Miles de manifestantes llegaron hasta la Puerta del Sol, en Madrid, para un mitin de cierre de la paralización. (Foto: Reuters)
El Estado del malestar
Por: Agustín Haya de la Torre
A cien días de su instalación, los planes de Mariano Rajoy para sumar adhesiones a su plan de desmontar los servicios públicos en España, han sufrido un duro revés.
A cien días de su instalación, los planes de Mariano Rajoy para sumar adhesiones a su plan de desmontar los servicios públicos en España, han sufrido un duro revés.
Primero fueron dos elecciones regionales que daban por ganadas en Andalucía y en Asturias. Colocar un presidente de la derecha en Sevilla les sabía a gloria, tras treinta años de hegemonía del PSOE y la Izquierda Unida. Las encuestas les garantizaban una ventaja de veinte puntos y la mayoría absoluta. Se quedaron en 50 escaños, largamente superados por los 62 que suman los socialistas y la IU. En Asturias les sucedió algo parecido, las dos formaciones de la derecha fueron superadas por las izquierdas.
El remezón más severo lo recibió con la contundente huelga general del 29 de marzo. Las dos grandes centrales sindicales, la UGT y Comisiones Obreras, paralizaron el país. Todas las capitales ibéricas vivieron una protesta de centenares de miles de ciudadanos que dejaban de laborar y salían a las calles a protestar.
El proyecto del Partido Popular es muy semejante a las recetas neoliberales de Margaret Thatcher y Ronald Reagan, solo que más burdas.

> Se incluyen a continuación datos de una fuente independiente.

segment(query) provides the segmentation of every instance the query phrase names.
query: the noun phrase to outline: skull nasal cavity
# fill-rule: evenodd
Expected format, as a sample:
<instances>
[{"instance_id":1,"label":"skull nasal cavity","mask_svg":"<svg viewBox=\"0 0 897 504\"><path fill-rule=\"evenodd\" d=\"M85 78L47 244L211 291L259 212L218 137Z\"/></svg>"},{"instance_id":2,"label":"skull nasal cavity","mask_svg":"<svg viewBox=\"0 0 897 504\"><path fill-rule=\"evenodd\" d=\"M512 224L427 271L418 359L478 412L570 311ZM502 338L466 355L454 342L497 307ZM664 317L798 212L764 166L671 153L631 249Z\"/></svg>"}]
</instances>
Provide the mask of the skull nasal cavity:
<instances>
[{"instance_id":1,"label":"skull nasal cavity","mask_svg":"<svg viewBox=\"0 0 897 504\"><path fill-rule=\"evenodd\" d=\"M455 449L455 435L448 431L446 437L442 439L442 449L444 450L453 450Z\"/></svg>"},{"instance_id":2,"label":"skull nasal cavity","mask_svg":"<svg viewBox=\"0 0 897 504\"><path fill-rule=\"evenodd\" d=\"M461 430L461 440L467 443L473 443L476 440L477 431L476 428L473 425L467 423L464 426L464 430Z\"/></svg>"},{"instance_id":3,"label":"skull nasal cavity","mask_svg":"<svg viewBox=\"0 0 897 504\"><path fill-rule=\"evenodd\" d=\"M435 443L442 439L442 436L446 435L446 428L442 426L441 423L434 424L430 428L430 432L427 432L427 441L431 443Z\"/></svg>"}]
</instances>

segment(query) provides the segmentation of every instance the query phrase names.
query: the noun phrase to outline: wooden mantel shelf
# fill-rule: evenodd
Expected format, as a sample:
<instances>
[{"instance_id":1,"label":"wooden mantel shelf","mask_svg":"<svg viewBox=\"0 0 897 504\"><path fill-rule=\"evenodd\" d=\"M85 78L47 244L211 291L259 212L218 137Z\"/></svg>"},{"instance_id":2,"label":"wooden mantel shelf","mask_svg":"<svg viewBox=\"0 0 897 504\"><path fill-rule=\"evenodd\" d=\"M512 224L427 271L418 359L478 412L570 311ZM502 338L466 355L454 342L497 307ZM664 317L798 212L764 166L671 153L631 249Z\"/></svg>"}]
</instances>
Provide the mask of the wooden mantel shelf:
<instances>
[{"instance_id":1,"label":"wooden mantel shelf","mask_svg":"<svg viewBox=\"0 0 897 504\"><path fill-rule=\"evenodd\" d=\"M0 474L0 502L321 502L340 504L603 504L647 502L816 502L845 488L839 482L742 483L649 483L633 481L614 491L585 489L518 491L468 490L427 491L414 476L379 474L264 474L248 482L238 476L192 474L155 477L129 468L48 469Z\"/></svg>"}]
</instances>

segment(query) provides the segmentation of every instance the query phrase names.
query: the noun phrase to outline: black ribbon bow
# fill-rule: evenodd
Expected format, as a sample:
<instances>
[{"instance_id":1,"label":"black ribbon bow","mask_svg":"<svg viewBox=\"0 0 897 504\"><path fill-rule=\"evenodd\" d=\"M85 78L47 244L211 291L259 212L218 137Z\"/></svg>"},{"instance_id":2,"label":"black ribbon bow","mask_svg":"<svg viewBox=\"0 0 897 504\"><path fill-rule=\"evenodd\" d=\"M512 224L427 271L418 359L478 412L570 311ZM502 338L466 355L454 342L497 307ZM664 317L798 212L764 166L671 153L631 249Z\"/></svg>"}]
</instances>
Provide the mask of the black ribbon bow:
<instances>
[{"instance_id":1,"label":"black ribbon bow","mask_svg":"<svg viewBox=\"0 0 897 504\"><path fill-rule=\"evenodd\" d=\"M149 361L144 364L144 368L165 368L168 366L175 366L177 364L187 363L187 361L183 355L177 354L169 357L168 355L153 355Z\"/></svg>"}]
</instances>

Pretende recortar en un tercio el presupuesto de la sanidad, la Educación y la seguridad pública, además por cierto de suprimir partidas de blancos tan emblemáticos como la cultura y la investigación científica.
Con la manida ecuación de la vulgata thatcherista, quieren eliminar miles de empleos “para crear nuevo empleo” y reducir a cero la inversión pública “para reactivar la economía”.
Además anuncia la legalización del fraude fiscal para “captar capitales” y ha comprometido más dinero en pagar la deuda pública que en las remuneraciones del Estado.
Como siempre sucede con estas cosas, los ricos se verán beneficiados mientras los pobres irán al paro y a la depresión. A diferencia de lo que sucedió en los noventa con Menem o Fujimori, España tiene un sólido sistema de partidos y fuerzas de izquierda consistentes. No son partidos azuzadores sino fuerzas de gobierno. Reflejan un espectro social que muchas veces tiene sus propios criterios, como el que manejan los sindicatos que tienen la autonomía suficiente para convocar a los ciudadanos en defensa de derechos fundamentales.
La otra gran ventaja es de que se trata de una izquierda de profundas convicciones democráticas, que ha gobernado y aspira a volverlo a hacer. No es la demagogia la que guía sus pasos sino los principios de la democracia constitucional.
Hay pues una Europa de los derechos que recupera posiciones también en Francia e incluso en Alemania; que cree que la democracia regula al mercado y no que el mercado subordina a la política y a la sociedad a favor de los más ricos. El Estado para el bienestar de los ciudadanos se defiende contra este intento de resucitar el catecismo del pensamiento único de los años ochenta que provocó un gran malestar social.